Ship-shape and Bristol fashion

Many in North America have heard the term ship-shape in reference to high quality, but the Bristol fashion part is often not used. This phrase originates from the United Kingdom.

Bristol is a city in the U.K. that has served as a seaport for thousands of years. The city is several kilometres from the ocean and has a river where ships enter the seaport. Bristol harbour is susceptible to drastic water level changes with the tides, so much so that before the 18th century ships would be beached during low tide. This meant that ships that were not of sound construction would be destroyed in the process. Furthermore, sturdy ships needed to ensure that their cargo was secure in order to prevent their contents from shifting during the beaching process.
Bristol harbour

Ship-shape and Bristol fashion are two phrases merged into one. Ship-shape was first used in the 17th century and the Bristol fashion part was added in the early 19th century. Originally, the term was used to indicate the need to secure a ship's cargo during transport to being used today to indicate something of high quality.

Thank you Amanda for suggesting this phrase.

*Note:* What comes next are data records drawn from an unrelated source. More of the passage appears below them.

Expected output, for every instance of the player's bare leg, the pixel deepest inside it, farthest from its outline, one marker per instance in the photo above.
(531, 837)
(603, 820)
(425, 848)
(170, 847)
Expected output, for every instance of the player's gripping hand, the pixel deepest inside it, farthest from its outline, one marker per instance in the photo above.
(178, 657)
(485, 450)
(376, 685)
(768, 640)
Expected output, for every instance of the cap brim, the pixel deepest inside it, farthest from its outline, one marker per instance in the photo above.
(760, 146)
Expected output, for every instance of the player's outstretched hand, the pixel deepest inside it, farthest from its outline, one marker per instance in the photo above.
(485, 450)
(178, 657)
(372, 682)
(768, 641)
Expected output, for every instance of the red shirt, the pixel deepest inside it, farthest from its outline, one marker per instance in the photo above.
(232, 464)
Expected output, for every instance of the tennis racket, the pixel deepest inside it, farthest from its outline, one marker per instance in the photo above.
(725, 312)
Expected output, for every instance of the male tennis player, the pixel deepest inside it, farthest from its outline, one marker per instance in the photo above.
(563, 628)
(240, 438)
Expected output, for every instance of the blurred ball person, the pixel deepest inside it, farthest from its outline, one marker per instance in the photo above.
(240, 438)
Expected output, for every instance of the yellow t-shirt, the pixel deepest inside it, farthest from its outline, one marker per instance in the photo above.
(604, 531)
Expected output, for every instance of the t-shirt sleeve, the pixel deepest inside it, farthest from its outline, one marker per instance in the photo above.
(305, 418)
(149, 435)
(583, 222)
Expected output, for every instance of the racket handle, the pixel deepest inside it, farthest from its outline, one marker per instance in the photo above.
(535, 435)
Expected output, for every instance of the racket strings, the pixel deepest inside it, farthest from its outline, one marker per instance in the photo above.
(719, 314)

  1. I worked as a deck hand in the British merchant navy in the 1970s,for a time I worked for a company called houlder bros I was on 2 general cargo boats running from the UK to South America,on the way out we stripped down and serviced all the lifting gear,ropes and tackle,we used these to unload cargo in Brazil,Uruguay and Argentina and to load return cargo to bring back to the UK.On the way back across the Atlantic we painted her from top to bottom so that when we arrived back in the UK we looked "All ship shape and Bristol fashion"when the owners came down to what ever docks we were at,sometimes it was actually Avonmouth near Bristol at that time...

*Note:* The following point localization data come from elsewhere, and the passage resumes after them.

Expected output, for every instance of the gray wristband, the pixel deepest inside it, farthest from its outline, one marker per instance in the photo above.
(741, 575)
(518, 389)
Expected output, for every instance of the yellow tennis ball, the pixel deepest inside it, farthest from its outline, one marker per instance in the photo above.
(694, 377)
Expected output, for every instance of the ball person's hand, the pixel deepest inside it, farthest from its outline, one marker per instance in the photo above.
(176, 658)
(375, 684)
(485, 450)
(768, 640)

  2. The saying has been corrupted over time with the word "fashion" being more commanly used in relation to clothing. The correct phrase is "Bristol fashionED", which is not the same thing at all.
    In the days of sail ships would most likely return to their home port with damage that had been hastily repaired, or have temporary replacement bits made from whatever material came to hand, by the crew at sea just to keep the ship afloat and navigatable.
    Many would arrive home with torn sails that had been lashed up at strange angles, bits of superstructure missing, holes crudely patched, etc.
    Bristol was a huge centre for shipping in those days. The port was packed full of shipmakers, chandlers, sail makers, etc. So on leaving Bristol on its next voyage the ship would once again be "ship shaped and Bristol fashioned". In other words, in perfect working order with parts made (fashioned) by the actual craftsmen of Bristol, not some nameless matelot doing his best in a force 5 gale.